On Sat, 2019-10-12 at 19:01 +0200, Dennis Schridde wrote:
> On Samstag, 12. Oktober 2019 18:02:28 CEST William Hubbs wrote:
> > On Sat, Oct 12, 2019 at 01:11:49PM +0200, Michał Górny wrote:
> > > On Sat, 2019-10-12 at 13:00 +0200, David Seifert wrote:
> > > > * Some distros have not just merged / and /usr, they
> > > > 
> > > >   have also merged /usr/bin and /usr/sbin. By giving
> > > >   users the choice of merging */bin and */sbin,
> > > >   Gentoo follows suit.
> > > 
> > > What about the scenario when /bin has been merged with /usr/sbin
> > > and /sbin with /usr/bin?  ;-P
> > 
> > I also don't see the need for something like this.
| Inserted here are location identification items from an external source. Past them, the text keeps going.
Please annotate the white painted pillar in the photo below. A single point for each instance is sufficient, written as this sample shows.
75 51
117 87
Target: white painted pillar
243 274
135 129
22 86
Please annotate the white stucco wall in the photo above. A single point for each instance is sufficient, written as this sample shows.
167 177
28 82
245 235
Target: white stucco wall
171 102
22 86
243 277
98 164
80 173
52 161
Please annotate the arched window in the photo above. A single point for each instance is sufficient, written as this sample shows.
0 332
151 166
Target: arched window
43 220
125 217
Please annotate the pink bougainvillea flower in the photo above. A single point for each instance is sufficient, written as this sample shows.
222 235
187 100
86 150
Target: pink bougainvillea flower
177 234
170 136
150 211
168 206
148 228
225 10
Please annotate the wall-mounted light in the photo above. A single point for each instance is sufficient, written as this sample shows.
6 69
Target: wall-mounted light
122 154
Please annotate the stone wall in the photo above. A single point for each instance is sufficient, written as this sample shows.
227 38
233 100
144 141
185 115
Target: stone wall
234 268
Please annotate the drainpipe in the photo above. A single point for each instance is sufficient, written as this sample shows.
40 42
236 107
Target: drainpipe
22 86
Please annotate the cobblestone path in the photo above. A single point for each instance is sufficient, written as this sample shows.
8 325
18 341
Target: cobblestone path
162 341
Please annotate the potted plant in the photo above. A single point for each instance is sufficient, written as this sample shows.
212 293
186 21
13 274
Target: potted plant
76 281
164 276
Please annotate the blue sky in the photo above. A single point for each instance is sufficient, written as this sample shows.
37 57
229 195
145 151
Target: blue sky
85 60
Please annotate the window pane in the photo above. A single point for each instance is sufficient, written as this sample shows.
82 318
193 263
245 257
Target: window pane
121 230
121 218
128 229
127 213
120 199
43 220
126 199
The idea of the
> > /usr
> > merge is to have all binaries available in one place, and there
> > really
> > is not a good justification for separating bin from sbin.
> 
> Do I read this correctly?  USE=-split-usr currently means that /bin,
> /sbin, /
> usr/bin and /usr/sbin point to the same directory?
> 
> If that is not the case, then I agree that users should have the
> possibility 
> to set it up like this and USE=-split-sbin should be supported.
> 
> --Dennis

I agree, I wasn't aware that USE=-split-usr implies the complete 2-
level (/usr and *sbin) merge. In that case, all of this is obsolete.